When God places you into leadership you are given a different vision than that given to the lay-people. It is one of brokenness and need. I believe that this is so that we never forget our need for God.

For a brief time this past year I was in a major role of leadership in my church. I was privy to difficult things, I had to make difficult decisions, I had to put the church ahead of myself, sometimes I had to make choices that left people angry and upset because I would never fully be able to explain it to them. But in every action, God was there. He spoke to my heart when I needed wisdom, he gave me compassion when I wanted to be angry, he gave me boldness to speak when I was shaking in fear.

But even with God there, I felt the brokenness of the world; I still feel it. I feel the impossibility of a perfect church. I feel the deception of the evil one trying to tear people apart in anger and distrust.
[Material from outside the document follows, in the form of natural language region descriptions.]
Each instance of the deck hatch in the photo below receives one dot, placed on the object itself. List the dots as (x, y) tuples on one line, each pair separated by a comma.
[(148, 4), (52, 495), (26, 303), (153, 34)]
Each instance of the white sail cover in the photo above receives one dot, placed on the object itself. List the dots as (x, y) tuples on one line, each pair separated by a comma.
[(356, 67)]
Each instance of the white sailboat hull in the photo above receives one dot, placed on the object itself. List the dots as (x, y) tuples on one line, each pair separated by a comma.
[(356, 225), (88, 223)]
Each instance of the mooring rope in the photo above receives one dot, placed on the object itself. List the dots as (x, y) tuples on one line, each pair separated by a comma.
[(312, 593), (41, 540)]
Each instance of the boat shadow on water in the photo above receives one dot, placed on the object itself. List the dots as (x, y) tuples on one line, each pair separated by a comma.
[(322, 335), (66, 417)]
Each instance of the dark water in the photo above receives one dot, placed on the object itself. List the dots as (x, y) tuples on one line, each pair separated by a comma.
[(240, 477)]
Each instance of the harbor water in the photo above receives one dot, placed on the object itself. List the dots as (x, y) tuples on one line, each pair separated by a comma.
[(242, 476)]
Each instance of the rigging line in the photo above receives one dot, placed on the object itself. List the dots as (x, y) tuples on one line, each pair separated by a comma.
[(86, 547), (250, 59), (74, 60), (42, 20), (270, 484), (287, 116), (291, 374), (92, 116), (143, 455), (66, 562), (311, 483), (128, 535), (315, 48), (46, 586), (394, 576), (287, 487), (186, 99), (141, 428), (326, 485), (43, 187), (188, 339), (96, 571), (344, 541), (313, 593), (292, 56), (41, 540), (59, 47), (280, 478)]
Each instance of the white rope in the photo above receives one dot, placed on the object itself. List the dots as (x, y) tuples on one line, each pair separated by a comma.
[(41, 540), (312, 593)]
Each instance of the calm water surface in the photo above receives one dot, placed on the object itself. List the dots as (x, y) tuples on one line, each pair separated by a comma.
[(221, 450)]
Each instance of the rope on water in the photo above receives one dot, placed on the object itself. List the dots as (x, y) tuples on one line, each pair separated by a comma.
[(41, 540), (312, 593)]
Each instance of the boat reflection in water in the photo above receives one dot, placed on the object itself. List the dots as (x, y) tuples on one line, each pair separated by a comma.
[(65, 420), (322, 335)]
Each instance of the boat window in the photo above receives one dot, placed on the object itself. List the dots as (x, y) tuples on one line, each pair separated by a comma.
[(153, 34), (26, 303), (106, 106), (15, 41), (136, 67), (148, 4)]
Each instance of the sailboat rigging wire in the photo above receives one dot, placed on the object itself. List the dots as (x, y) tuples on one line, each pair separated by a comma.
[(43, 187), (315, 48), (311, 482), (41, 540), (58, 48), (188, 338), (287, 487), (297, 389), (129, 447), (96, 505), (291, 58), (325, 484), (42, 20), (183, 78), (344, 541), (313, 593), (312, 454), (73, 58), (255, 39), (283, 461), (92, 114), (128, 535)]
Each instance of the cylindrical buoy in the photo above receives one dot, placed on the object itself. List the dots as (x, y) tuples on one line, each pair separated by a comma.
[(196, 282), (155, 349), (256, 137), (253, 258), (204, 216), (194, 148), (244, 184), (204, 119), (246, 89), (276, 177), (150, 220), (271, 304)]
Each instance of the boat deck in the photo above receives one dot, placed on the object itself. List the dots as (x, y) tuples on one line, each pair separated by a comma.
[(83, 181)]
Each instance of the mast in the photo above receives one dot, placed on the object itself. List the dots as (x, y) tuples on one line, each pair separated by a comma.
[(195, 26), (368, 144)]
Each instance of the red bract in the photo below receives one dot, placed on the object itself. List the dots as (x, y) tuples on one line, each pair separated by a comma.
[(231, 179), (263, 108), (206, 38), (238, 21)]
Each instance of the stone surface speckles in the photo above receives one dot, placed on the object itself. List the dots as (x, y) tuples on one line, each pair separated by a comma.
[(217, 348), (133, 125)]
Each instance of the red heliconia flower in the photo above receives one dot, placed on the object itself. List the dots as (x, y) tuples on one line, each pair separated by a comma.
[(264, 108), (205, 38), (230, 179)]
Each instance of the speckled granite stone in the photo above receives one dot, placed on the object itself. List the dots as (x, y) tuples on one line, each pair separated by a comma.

I feel personally attacked with doubt of God’s love for me. I feel anxiety because I know now that the world is not a safe place because of it’s brokenness. I have a perspective of darkness.

I am trying to regain God’s perspective of light. Yes the world is broken, but God is the creator and the healer of all things. The evil one attacks and spreads lies and discord, but God is our refuge; the teller of truth; the one who brings all things together. The world is not a safe place, but God is our shelter.

In the end, God wins; Love wins! I am trying to wrap myself in that truth,  making a shield around me; to inhale it so it fills my soul and pushes out all the dark places.  It is frustrating that healing and learning seems so slow. But God sees eternity, and one day I will be fully in the light and out of the darkness.